Valis was the first place in SL I could call home. I bought the land for Draven, for his birthday in 2007. Added to it so we could build on it. He used to yell at me for buying more and more land. I wanted more for more prims for him to build with. I so loved watching him build, seeing the gorgeous things he could create. He made me an Italian villa, and a gazebo full of stars, we had waterfalls and airships, boats and beautiful gardens on the land and in the sky.  We talked about someday owning a whole sim . . . I would have given him a continent if I could have.  But he was never comfortable with my gifts, I don't know why. I don't think he every understood that those were just things. The had no real value, the only value in the gifts is just to show someone how much you care about them. And I cared. Loved him. I still do, god help me.

So it was ironic to me that as I was dismantling my life in Valis with Draven--perhaps the most painful thing I have ever had to do--there on the map was this sim, Minacci, just to the south, covered in a marriage proposal. I think that might well be the sweetest thing I have ever seen.
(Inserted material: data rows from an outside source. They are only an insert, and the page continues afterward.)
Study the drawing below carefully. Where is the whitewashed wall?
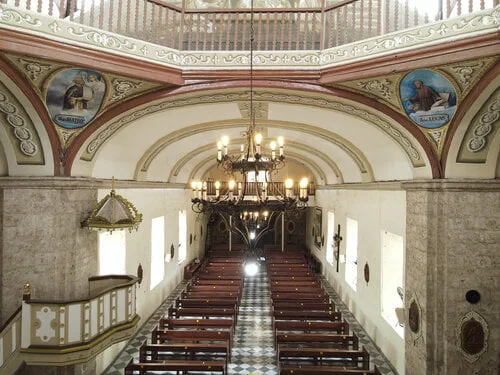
[306,190,406,374]
[96,189,206,374]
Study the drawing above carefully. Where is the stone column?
[403,180,500,375]
[0,179,98,326]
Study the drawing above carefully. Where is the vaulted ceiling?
[0,27,500,185]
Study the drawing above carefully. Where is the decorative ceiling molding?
[329,58,497,115]
[0,5,500,69]
[329,73,405,114]
[80,89,426,170]
[238,101,269,120]
[254,91,425,167]
[0,82,45,165]
[134,119,375,181]
[3,54,168,148]
[457,88,500,163]
[164,138,344,183]
[188,152,326,182]
[437,58,498,98]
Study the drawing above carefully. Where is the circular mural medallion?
[465,290,481,304]
[45,69,106,129]
[399,69,457,129]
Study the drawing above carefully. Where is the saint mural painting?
[46,69,106,129]
[400,69,457,129]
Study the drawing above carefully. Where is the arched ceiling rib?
[162,138,343,183]
[134,125,360,182]
[188,152,326,186]
[70,82,438,182]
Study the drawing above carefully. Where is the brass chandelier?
[191,0,309,249]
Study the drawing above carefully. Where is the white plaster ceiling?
[73,88,431,185]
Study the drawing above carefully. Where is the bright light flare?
[245,263,259,276]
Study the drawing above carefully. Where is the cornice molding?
[163,138,344,181]
[0,5,500,71]
[80,89,420,175]
[0,177,186,190]
[401,179,500,193]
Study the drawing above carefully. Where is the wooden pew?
[271,284,323,293]
[175,298,238,314]
[267,260,309,271]
[277,345,370,370]
[268,270,314,278]
[274,320,349,336]
[181,291,241,303]
[272,300,335,311]
[271,280,321,287]
[271,292,330,302]
[191,279,243,289]
[125,358,226,375]
[151,325,233,357]
[139,340,231,372]
[158,316,235,334]
[278,365,381,375]
[271,310,342,330]
[275,333,359,350]
[187,285,241,294]
[269,276,318,282]
[168,307,237,324]
[196,272,245,282]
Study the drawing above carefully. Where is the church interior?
[0,0,500,375]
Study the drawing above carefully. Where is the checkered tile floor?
[104,267,397,375]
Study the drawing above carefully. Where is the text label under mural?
[46,69,106,129]
[399,69,457,129]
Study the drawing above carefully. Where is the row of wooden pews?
[125,251,244,375]
[266,251,380,375]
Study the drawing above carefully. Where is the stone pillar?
[0,179,98,320]
[403,180,500,375]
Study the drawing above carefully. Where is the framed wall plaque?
[456,311,490,363]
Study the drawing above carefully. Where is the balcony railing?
[202,181,315,197]
[0,275,140,373]
[0,0,499,51]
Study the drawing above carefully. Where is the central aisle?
[229,264,278,375]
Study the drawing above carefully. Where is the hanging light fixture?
[81,177,142,233]
[191,0,309,253]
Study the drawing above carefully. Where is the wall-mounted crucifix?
[333,224,342,272]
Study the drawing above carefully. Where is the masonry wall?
[306,190,406,374]
[1,186,97,326]
[96,189,207,374]
[405,181,500,375]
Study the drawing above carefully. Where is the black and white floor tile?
[104,267,397,375]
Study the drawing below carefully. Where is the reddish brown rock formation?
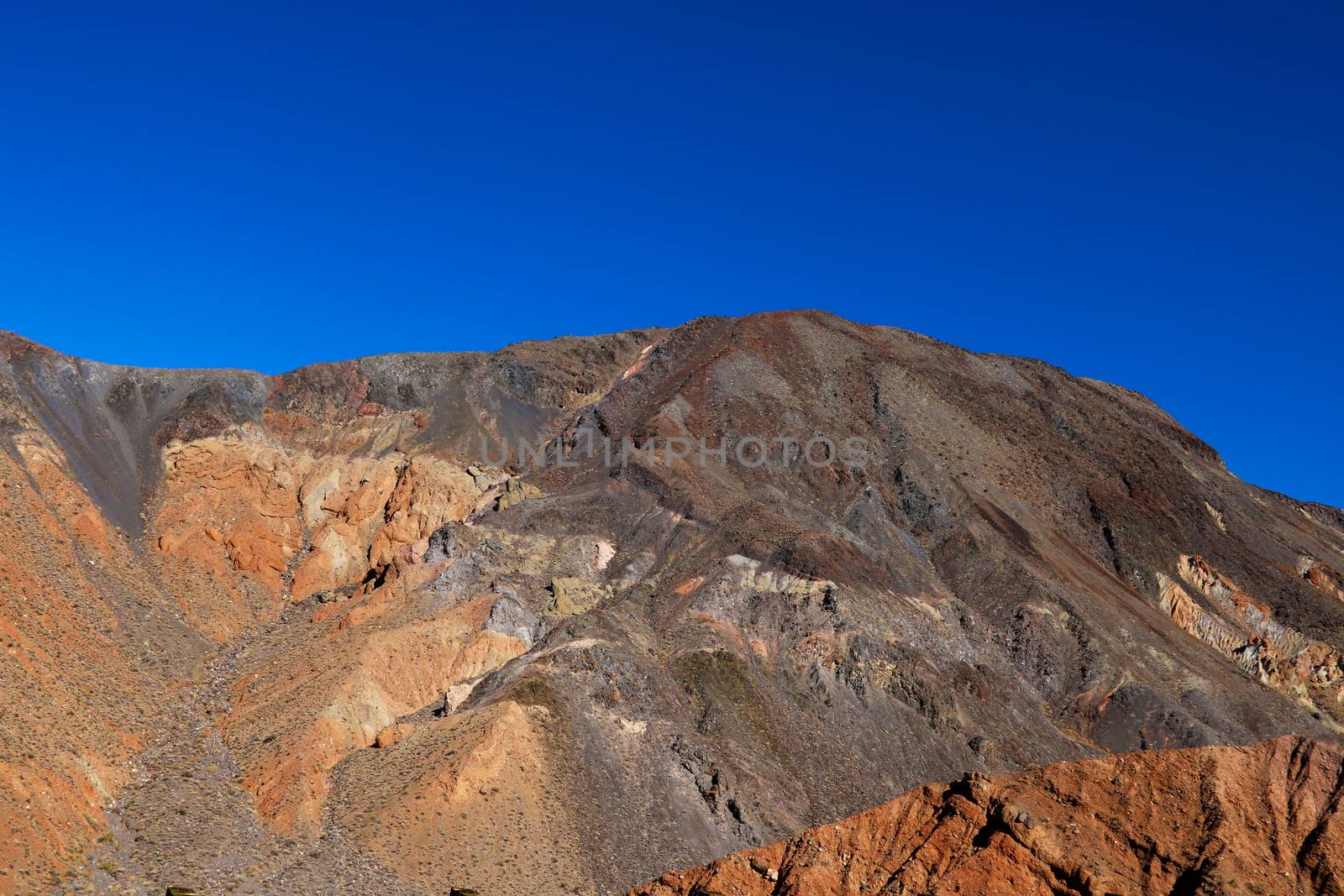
[630,737,1344,896]
[0,312,1344,894]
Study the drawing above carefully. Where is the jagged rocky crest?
[0,312,1344,893]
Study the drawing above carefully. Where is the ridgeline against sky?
[0,4,1344,504]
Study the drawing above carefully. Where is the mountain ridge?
[0,312,1344,893]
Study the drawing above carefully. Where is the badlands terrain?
[0,312,1344,896]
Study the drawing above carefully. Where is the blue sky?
[0,3,1344,505]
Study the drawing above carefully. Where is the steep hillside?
[0,312,1344,893]
[630,737,1344,896]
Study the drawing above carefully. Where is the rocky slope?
[0,312,1344,893]
[630,737,1344,896]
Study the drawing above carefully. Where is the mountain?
[0,312,1344,893]
[630,737,1344,896]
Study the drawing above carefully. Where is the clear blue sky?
[0,3,1344,505]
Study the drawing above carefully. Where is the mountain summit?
[0,312,1344,893]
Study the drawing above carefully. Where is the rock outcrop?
[629,737,1344,896]
[0,312,1344,894]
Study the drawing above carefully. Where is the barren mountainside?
[0,312,1344,894]
[630,737,1344,896]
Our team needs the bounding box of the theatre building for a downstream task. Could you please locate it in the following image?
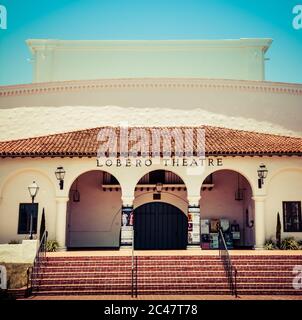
[0,39,302,250]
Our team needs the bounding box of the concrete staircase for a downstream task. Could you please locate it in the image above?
[33,255,302,295]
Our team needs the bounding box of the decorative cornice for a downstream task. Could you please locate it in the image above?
[0,78,302,97]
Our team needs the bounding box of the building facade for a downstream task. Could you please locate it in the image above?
[0,39,302,249]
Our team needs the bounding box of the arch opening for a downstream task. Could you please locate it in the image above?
[200,170,255,249]
[67,170,122,249]
[134,170,188,250]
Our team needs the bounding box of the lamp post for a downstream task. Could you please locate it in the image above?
[28,181,39,240]
[257,163,268,189]
[55,167,66,190]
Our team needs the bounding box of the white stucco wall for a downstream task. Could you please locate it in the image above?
[0,157,302,243]
[27,39,272,82]
[266,167,302,239]
[0,170,56,243]
[0,79,302,140]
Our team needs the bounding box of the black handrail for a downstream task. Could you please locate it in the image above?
[131,256,137,298]
[28,230,48,293]
[218,226,238,298]
[131,226,137,298]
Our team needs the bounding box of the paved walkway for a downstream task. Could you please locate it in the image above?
[47,249,302,257]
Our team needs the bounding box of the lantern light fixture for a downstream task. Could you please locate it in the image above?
[55,167,66,190]
[257,163,268,189]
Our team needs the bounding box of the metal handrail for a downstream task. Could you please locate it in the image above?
[29,230,48,293]
[218,226,238,298]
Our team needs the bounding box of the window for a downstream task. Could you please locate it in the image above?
[18,203,38,234]
[283,201,302,232]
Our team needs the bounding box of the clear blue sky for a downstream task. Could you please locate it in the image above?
[0,0,302,85]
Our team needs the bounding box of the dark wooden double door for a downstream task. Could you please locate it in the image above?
[134,202,188,250]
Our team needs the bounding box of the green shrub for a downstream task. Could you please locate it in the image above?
[280,237,300,250]
[46,240,59,252]
[264,239,277,250]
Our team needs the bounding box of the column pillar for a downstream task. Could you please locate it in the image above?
[121,197,134,248]
[187,196,200,249]
[252,196,266,249]
[56,197,69,250]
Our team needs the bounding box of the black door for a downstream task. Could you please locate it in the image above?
[134,202,188,250]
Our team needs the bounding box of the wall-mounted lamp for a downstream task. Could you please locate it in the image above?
[72,179,80,202]
[55,167,66,190]
[156,182,163,193]
[28,181,39,240]
[257,163,268,189]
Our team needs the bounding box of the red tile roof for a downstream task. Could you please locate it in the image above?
[0,126,302,157]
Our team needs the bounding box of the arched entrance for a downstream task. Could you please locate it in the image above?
[134,202,188,250]
[67,170,122,249]
[200,170,255,249]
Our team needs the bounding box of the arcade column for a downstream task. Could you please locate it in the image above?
[187,196,200,249]
[121,197,134,248]
[56,197,69,250]
[252,196,265,249]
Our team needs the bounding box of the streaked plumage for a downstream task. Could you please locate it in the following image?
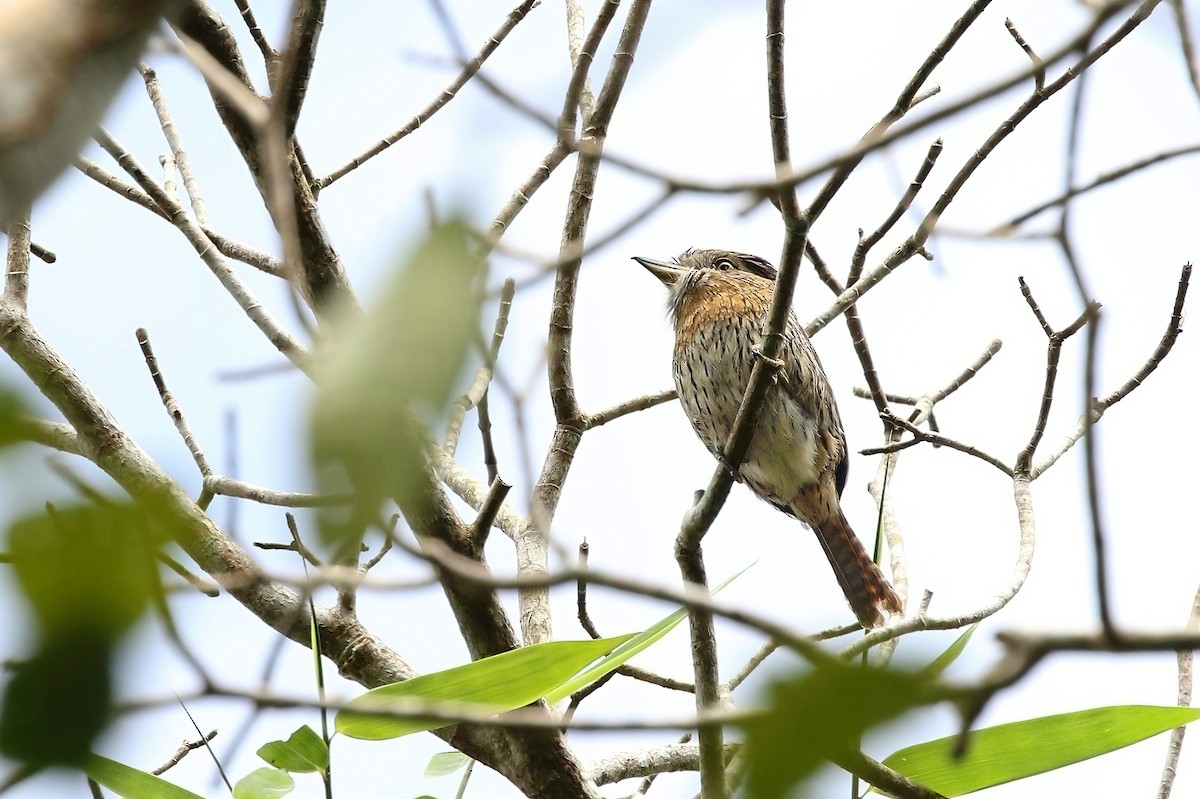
[635,250,901,626]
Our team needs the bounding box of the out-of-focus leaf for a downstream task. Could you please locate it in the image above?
[335,635,634,740]
[258,725,329,773]
[425,752,470,776]
[0,631,113,768]
[883,705,1200,797]
[0,503,160,767]
[83,755,204,799]
[546,561,757,704]
[312,214,482,552]
[745,665,932,799]
[8,501,161,638]
[920,624,979,677]
[0,0,175,229]
[233,767,296,799]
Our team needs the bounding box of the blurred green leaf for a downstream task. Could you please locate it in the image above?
[920,624,979,677]
[83,755,204,799]
[425,752,470,776]
[335,635,634,740]
[258,725,329,774]
[233,767,296,799]
[0,501,160,767]
[8,501,161,638]
[883,705,1200,797]
[745,665,934,799]
[312,220,482,552]
[546,561,757,704]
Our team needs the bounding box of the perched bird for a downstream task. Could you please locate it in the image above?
[634,250,901,627]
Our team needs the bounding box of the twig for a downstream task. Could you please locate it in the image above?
[136,328,212,477]
[1004,19,1046,91]
[985,144,1200,231]
[138,64,209,227]
[1154,578,1200,799]
[268,0,325,140]
[1171,0,1200,100]
[1030,263,1192,479]
[470,477,512,553]
[583,389,679,429]
[96,131,311,373]
[442,277,516,453]
[575,539,601,639]
[1014,277,1100,473]
[316,0,539,191]
[516,0,650,644]
[234,0,278,64]
[4,209,30,305]
[150,729,217,776]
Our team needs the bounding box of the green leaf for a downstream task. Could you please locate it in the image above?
[546,560,757,704]
[334,635,634,740]
[425,752,470,776]
[258,725,329,774]
[0,631,112,768]
[920,623,979,677]
[233,767,296,799]
[8,501,162,638]
[883,704,1200,797]
[83,755,204,799]
[312,214,484,553]
[0,501,161,768]
[745,665,935,799]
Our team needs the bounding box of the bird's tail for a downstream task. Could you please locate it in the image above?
[812,507,904,627]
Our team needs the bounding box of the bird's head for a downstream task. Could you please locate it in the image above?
[634,250,775,323]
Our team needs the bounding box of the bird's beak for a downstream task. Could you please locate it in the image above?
[634,256,688,286]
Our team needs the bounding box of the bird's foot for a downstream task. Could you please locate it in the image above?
[750,344,787,373]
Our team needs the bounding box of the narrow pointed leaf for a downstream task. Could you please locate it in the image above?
[920,624,979,677]
[883,705,1200,797]
[744,665,936,799]
[233,767,296,799]
[258,725,329,774]
[546,560,757,704]
[425,752,470,776]
[83,755,204,799]
[334,635,634,740]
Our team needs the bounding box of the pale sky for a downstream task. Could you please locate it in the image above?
[0,0,1200,799]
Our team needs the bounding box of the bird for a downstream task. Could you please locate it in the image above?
[634,250,902,627]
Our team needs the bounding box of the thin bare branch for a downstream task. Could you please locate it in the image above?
[317,0,539,190]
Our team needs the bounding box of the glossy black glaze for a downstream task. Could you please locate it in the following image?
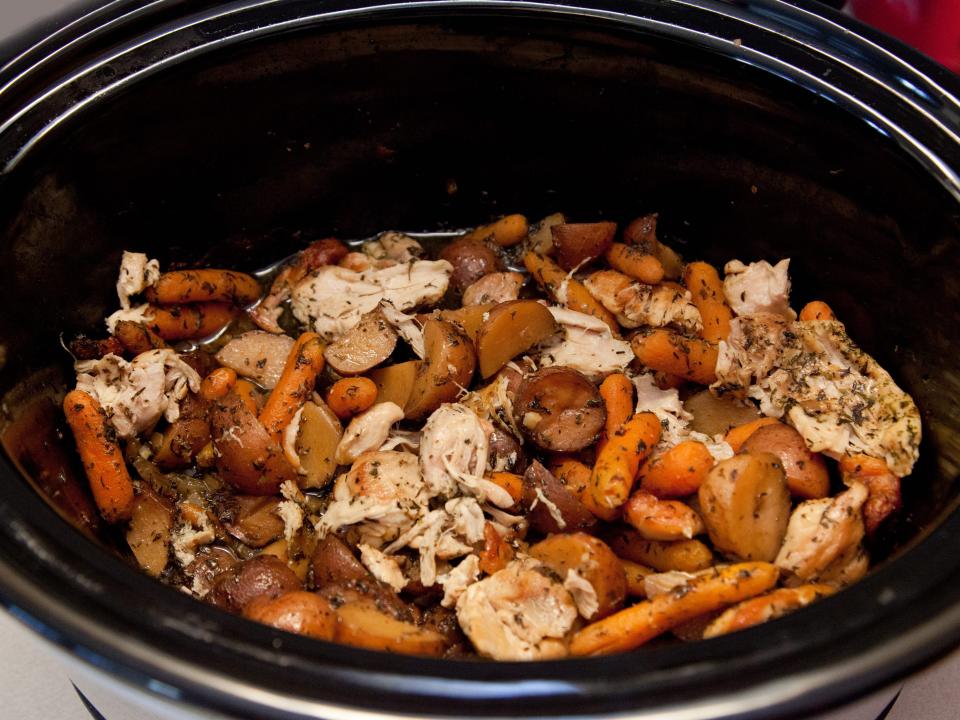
[0,0,960,717]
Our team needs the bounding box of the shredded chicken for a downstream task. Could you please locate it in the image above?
[563,568,600,620]
[437,554,480,607]
[584,272,703,333]
[420,404,513,508]
[633,373,733,462]
[457,558,578,660]
[357,543,407,592]
[363,230,423,264]
[380,302,427,359]
[117,250,160,310]
[723,258,797,320]
[540,305,633,379]
[292,260,453,340]
[217,330,293,390]
[711,315,921,477]
[463,272,523,307]
[75,349,200,438]
[775,483,869,582]
[334,402,403,465]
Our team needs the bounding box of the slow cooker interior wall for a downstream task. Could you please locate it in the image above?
[0,18,960,552]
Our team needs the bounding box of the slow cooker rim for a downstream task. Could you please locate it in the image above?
[0,2,960,714]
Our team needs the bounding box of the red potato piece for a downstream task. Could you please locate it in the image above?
[217,330,293,390]
[513,367,606,452]
[477,300,560,378]
[741,423,830,500]
[211,392,296,495]
[440,237,503,292]
[521,461,597,533]
[550,222,617,270]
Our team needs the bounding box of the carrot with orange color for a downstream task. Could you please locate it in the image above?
[463,215,529,247]
[486,472,523,504]
[630,328,717,385]
[260,332,324,443]
[840,454,903,535]
[523,252,620,335]
[600,373,633,436]
[146,303,237,340]
[550,455,617,520]
[683,262,733,342]
[800,300,837,320]
[723,418,780,452]
[590,412,662,519]
[640,440,714,498]
[570,562,778,656]
[200,368,237,401]
[63,390,134,522]
[233,378,260,415]
[326,377,377,420]
[606,243,663,285]
[146,269,260,307]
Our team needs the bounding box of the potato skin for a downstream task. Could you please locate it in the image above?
[210,392,296,495]
[243,590,337,640]
[740,423,830,500]
[404,318,477,420]
[513,367,606,452]
[529,532,627,620]
[521,460,597,533]
[207,555,301,612]
[440,238,503,292]
[698,453,790,562]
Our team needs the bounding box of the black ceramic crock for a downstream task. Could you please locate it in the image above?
[0,0,960,718]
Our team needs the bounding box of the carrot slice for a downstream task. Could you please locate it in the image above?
[63,390,133,522]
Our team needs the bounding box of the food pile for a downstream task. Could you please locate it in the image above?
[63,214,920,660]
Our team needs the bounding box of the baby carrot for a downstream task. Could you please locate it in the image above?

Someone--someone very much in love with Sophira--wants to build a life with her. And he took a whole sim to spell out his love for her in letters of a dozen prims each. On a multi-prim platform in the sky.

I say marry him Sophira. Tell him you love him every single day. If you can't live with him in RL then live with him and love him in SL. Love every moment with him as if it is the last.

Hold onto him, Sophira, and don't ever let go.

Sunday, December 6, 2009

Jamesen and Tsai


Jamesen and Tsai, originally uploaded by Tsai Jie.
It has been a rough few months for me. In RL, I just lost my father. In SL I lost a man I loved with all my heart, and with him went my faith in what I thought we ever meant to each other.

Jamesen has been with me through all of it. Listening, holding me when I need to be held. Being a shoulder to lean on. Real friends do that, they are there for you. They listen to you even when it is painful or opens their own wounds.

Thank you, Jamesen, for being my friend.